Toerental instellen
- Stel vóór het begin van de werkzaamheden het juiste toerental in. Het toerental moet passend zijn voor de boordiameter en het te boren materiaal. Bij een verkeerd ingesteld toerental kan het inzetgereedschap worden beschadigd of in het werkstuk vasthaken.
Mechanische toerentalkeuze
- Bedien de toerentalschakelaar (19) alleen als het elektrische gereedschap stilstaat.
Met de toerentalschakelaar (19) kunnen 2 toerentalbereiken worden ingesteld.
Stand I:
laag toerentalbereik voor het werken met grote boordiameters.
Stand II:
hoog toerentalbereik voor het werken met kleine boordiameters.

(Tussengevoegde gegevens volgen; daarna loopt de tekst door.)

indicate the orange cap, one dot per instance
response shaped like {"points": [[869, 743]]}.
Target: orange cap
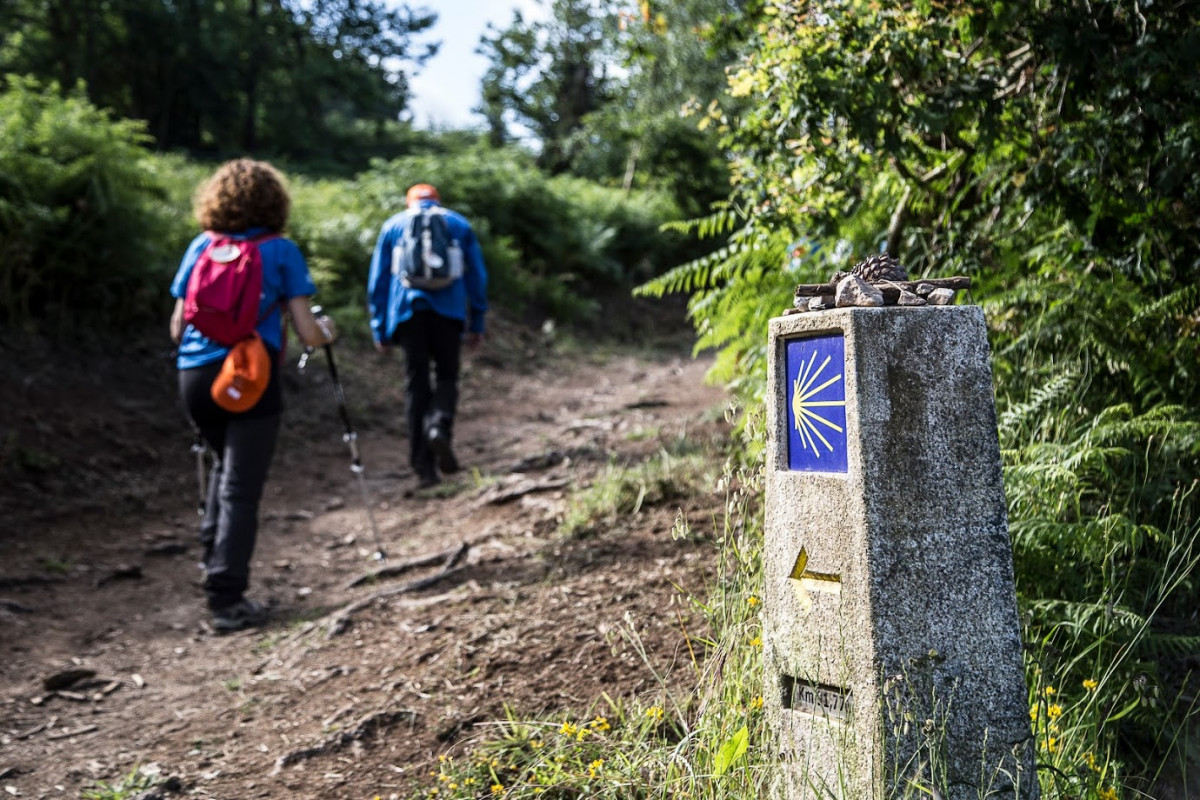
{"points": [[421, 192]]}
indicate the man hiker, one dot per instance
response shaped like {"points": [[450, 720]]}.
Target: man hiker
{"points": [[427, 293]]}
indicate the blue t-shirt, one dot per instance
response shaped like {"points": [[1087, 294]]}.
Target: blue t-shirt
{"points": [[391, 302], [285, 276]]}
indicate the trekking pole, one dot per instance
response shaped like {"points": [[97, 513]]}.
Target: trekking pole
{"points": [[352, 439], [198, 449]]}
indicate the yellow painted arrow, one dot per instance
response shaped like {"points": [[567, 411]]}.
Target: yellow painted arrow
{"points": [[804, 581]]}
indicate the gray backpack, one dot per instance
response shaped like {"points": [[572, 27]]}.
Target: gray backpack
{"points": [[426, 257]]}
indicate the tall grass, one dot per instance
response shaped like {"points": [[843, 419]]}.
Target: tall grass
{"points": [[701, 740]]}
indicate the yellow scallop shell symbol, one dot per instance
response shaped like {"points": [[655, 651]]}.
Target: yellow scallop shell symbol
{"points": [[804, 404]]}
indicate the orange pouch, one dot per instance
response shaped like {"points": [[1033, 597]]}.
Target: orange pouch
{"points": [[244, 376]]}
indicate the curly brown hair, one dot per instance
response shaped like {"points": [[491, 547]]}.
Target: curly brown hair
{"points": [[243, 194]]}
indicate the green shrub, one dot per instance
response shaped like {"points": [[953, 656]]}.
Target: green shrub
{"points": [[83, 234]]}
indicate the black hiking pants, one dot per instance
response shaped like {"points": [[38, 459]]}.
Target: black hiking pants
{"points": [[244, 445], [430, 341]]}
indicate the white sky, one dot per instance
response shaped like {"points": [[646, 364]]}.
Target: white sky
{"points": [[448, 86]]}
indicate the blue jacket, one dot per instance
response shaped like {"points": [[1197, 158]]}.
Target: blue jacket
{"points": [[285, 276], [391, 301]]}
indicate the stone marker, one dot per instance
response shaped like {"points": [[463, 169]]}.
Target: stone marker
{"points": [[892, 642]]}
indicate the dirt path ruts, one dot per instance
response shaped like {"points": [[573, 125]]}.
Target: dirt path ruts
{"points": [[103, 578]]}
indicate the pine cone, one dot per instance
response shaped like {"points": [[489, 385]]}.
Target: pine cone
{"points": [[879, 269]]}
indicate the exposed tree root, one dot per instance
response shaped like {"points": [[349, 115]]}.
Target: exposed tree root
{"points": [[395, 570], [367, 726], [342, 619]]}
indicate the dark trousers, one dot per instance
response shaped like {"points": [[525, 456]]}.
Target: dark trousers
{"points": [[243, 445], [430, 341]]}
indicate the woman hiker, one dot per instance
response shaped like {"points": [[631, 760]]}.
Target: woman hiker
{"points": [[243, 208]]}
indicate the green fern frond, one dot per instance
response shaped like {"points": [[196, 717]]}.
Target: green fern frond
{"points": [[1181, 302]]}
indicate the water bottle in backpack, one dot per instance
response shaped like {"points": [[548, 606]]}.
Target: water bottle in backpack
{"points": [[427, 257]]}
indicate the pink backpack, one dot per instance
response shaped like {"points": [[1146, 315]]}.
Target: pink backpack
{"points": [[225, 288]]}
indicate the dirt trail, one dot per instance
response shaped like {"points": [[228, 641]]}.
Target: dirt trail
{"points": [[97, 571]]}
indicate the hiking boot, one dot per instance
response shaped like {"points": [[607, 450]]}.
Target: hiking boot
{"points": [[243, 614], [439, 443]]}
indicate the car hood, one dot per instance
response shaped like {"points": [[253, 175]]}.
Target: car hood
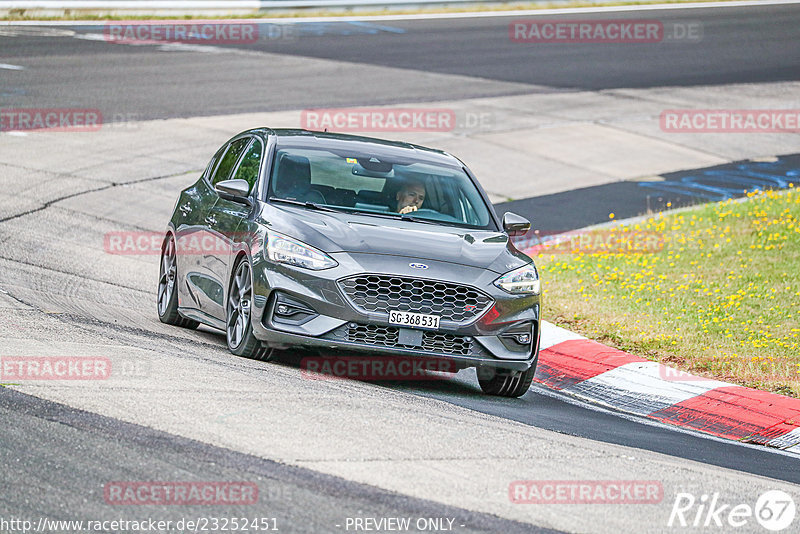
{"points": [[344, 232]]}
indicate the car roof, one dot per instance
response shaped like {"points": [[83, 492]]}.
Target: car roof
{"points": [[337, 142]]}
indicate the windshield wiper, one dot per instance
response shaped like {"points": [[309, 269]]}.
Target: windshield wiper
{"points": [[311, 205]]}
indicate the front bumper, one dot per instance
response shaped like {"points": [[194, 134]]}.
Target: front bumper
{"points": [[327, 318]]}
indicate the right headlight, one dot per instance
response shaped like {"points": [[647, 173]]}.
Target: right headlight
{"points": [[284, 249], [524, 280]]}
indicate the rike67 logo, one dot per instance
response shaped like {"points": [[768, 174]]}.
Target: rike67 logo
{"points": [[774, 510]]}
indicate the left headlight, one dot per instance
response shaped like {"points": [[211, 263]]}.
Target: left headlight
{"points": [[524, 280], [284, 249]]}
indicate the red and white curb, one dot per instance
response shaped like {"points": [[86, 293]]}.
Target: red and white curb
{"points": [[591, 371]]}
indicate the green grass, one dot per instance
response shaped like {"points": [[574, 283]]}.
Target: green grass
{"points": [[720, 296]]}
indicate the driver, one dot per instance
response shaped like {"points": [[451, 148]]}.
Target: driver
{"points": [[410, 197]]}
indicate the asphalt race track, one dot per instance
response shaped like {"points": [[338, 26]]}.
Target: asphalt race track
{"points": [[319, 451]]}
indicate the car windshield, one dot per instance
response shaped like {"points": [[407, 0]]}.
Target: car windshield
{"points": [[377, 186]]}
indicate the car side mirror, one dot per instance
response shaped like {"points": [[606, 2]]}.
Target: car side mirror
{"points": [[514, 225], [236, 190]]}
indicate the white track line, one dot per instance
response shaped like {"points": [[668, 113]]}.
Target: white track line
{"points": [[423, 16]]}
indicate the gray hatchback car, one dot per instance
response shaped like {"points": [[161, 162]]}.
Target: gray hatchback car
{"points": [[292, 238]]}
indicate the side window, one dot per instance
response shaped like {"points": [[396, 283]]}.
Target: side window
{"points": [[213, 163], [229, 160], [251, 164]]}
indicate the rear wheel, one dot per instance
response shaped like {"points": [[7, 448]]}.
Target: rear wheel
{"points": [[505, 382], [238, 324], [167, 300]]}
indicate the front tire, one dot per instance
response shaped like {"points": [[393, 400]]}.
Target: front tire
{"points": [[167, 299], [505, 382], [238, 323]]}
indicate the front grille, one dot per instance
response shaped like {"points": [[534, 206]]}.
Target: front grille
{"points": [[381, 293], [388, 336]]}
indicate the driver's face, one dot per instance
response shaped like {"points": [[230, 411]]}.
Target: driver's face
{"points": [[413, 195]]}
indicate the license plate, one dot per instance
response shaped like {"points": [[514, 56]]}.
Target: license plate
{"points": [[414, 320]]}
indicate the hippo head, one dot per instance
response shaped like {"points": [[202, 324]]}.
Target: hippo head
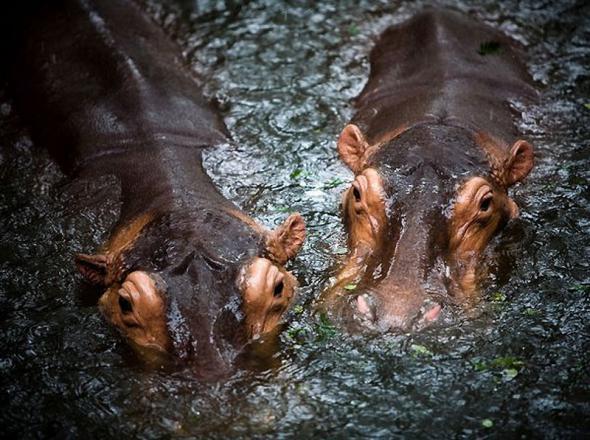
{"points": [[419, 214], [196, 286]]}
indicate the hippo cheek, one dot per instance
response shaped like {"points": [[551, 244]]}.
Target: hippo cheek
{"points": [[137, 309], [267, 291]]}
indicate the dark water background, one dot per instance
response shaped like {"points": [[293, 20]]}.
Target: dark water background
{"points": [[284, 73]]}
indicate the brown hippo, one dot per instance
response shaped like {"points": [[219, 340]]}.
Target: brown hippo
{"points": [[185, 271], [434, 150]]}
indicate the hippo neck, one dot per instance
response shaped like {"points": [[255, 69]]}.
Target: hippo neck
{"points": [[428, 70]]}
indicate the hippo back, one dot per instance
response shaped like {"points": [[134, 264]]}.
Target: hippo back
{"points": [[100, 91], [431, 69]]}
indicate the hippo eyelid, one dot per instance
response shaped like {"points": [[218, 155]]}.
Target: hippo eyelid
{"points": [[125, 305], [278, 289], [213, 265], [356, 192]]}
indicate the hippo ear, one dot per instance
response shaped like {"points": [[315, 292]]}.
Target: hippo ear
{"points": [[519, 162], [285, 241], [352, 146], [93, 268]]}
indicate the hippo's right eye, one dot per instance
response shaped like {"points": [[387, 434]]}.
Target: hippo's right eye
{"points": [[278, 290], [125, 305], [485, 203], [356, 193]]}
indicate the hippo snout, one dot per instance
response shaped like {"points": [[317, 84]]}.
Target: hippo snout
{"points": [[397, 310]]}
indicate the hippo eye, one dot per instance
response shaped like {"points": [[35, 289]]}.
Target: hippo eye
{"points": [[485, 204], [279, 289], [356, 194], [125, 305]]}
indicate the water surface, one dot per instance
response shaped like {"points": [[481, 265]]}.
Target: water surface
{"points": [[284, 73]]}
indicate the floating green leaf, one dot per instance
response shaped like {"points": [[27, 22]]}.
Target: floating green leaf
{"points": [[420, 350], [294, 332], [581, 288], [509, 373], [324, 328], [299, 172], [529, 311], [353, 29], [341, 250], [498, 297], [507, 362], [487, 423], [489, 48]]}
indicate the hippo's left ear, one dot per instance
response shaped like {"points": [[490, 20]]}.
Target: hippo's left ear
{"points": [[352, 146], [519, 162], [284, 242], [94, 268]]}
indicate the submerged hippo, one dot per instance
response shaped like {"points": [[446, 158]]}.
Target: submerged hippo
{"points": [[185, 271], [434, 150]]}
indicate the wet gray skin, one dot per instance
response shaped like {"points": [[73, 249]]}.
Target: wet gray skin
{"points": [[515, 366]]}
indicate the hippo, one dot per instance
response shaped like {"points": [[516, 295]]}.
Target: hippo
{"points": [[185, 272], [434, 150]]}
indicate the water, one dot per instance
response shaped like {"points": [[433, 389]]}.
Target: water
{"points": [[284, 73]]}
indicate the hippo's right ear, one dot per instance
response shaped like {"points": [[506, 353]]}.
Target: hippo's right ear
{"points": [[94, 268], [352, 147], [284, 242]]}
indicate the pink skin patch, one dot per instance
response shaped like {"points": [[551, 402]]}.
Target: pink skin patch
{"points": [[432, 314], [363, 306]]}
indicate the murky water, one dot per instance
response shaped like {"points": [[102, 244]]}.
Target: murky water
{"points": [[284, 73]]}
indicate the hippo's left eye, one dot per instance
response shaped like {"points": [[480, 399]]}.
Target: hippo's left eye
{"points": [[125, 305], [485, 203]]}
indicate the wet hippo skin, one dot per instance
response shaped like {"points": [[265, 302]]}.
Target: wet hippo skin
{"points": [[434, 149], [186, 273]]}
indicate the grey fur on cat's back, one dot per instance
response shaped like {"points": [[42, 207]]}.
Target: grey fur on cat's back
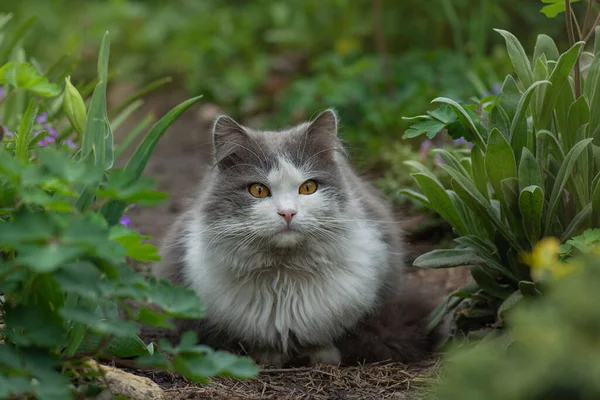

- Druk op de ontgrendelingstoets (18) en draai de toerentalschakelaar (19) in de gewenste positie.
- Als de toerentalschakelaar niet kan worden gedraaid, draai het inzetgereedschap dan iets en wissel vervolgens naar de gewenste positie.
Toerentalregeling
Met het stelwiel (2) voor toerentalinstelling kunt u het noodzakelijke toerental ook tijdens gebruik instellen.
Het noodzakelijke toerental is afhankelijk van het gebruikte inzetgereedschap en het te bewerken materiaal. Dit voorkomt een oververhitting van het inzetgereedschap bij het boren en garandeert een hoge boorkwaliteit.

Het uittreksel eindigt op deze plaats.